Por eso es una teoría contraria al “Estado de derecho” que tiene por principio la supremacía del derecho sobre la política y la inenajenabilidad de todos los derechos fundamentales, pero además la obligación jurídica de preservar la paz, es decir la normalidad, en grado tal que desarrolla el ius in bello (reglas de la guerra) y el ius post bellum (normas para la transición del conflicto armado a una paz sostenible) una de cuyas modalidades es la justicia transicional.

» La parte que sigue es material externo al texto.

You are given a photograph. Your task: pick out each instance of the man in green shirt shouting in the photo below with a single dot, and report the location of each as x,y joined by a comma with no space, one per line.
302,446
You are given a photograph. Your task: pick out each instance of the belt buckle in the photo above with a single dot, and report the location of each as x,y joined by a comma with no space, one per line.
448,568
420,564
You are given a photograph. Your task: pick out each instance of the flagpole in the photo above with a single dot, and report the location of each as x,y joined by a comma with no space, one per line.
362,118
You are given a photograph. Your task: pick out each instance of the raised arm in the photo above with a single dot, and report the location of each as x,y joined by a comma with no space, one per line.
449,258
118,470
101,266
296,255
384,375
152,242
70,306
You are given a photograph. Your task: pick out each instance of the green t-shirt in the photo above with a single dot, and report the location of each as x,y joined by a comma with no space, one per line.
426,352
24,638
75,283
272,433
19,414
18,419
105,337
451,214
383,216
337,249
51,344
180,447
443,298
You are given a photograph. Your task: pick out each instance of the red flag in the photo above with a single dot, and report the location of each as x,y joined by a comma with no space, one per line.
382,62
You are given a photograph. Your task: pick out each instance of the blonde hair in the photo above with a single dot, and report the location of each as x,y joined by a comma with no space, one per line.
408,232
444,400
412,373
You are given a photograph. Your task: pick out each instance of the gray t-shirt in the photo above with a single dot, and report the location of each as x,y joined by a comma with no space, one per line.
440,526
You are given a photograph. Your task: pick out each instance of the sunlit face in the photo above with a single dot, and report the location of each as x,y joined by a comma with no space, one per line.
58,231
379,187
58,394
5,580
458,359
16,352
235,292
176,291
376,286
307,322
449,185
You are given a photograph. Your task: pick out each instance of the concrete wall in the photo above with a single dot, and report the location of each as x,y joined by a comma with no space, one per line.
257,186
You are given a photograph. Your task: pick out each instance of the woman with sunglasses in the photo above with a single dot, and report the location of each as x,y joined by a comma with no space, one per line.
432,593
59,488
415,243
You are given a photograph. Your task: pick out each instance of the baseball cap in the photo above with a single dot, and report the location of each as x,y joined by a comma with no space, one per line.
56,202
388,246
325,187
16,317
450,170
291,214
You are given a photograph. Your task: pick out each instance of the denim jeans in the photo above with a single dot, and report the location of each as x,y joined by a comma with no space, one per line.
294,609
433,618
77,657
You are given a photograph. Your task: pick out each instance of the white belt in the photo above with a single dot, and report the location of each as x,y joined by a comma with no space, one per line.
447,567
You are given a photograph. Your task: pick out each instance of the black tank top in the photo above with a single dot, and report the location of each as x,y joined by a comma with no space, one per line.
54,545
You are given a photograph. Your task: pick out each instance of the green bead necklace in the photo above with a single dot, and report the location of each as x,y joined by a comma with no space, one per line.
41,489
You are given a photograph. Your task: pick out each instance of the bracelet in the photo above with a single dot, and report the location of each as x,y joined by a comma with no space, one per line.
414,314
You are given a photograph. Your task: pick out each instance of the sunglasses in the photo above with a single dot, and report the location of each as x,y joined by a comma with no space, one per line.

Pero también es una teoría política contraria al caudillismo y al personalismo político en el cual la soberanía termina recayendo en un individuo al que por sus endiosadas cualidades se le considera supra legal como si fuera un Atila contemporáneo en cuerpo de Hitler o Stalin o una edición actualizada del Leviathan hobbesiano personificado por una especie de príncipe democrático. También, y por supuesto, aunque con otros propósitos, esta teoría termina justificando esa especie de estado de revolución permanente que caracteriza a las izquierdas radicales con su consabido tinte caudillista.
Esa idea del estado de excepción cuidadosamente llevada al extremo aplicando en la práctica la máxima según la cual “mientras mas pior, mejor”, nos pone frente a dos formas de subversión: la de la extrema izquierda y la de la extrema derecha. Y no sobra recordar que ninguna de las dos duerme ni deja dormir porque son energúmenas.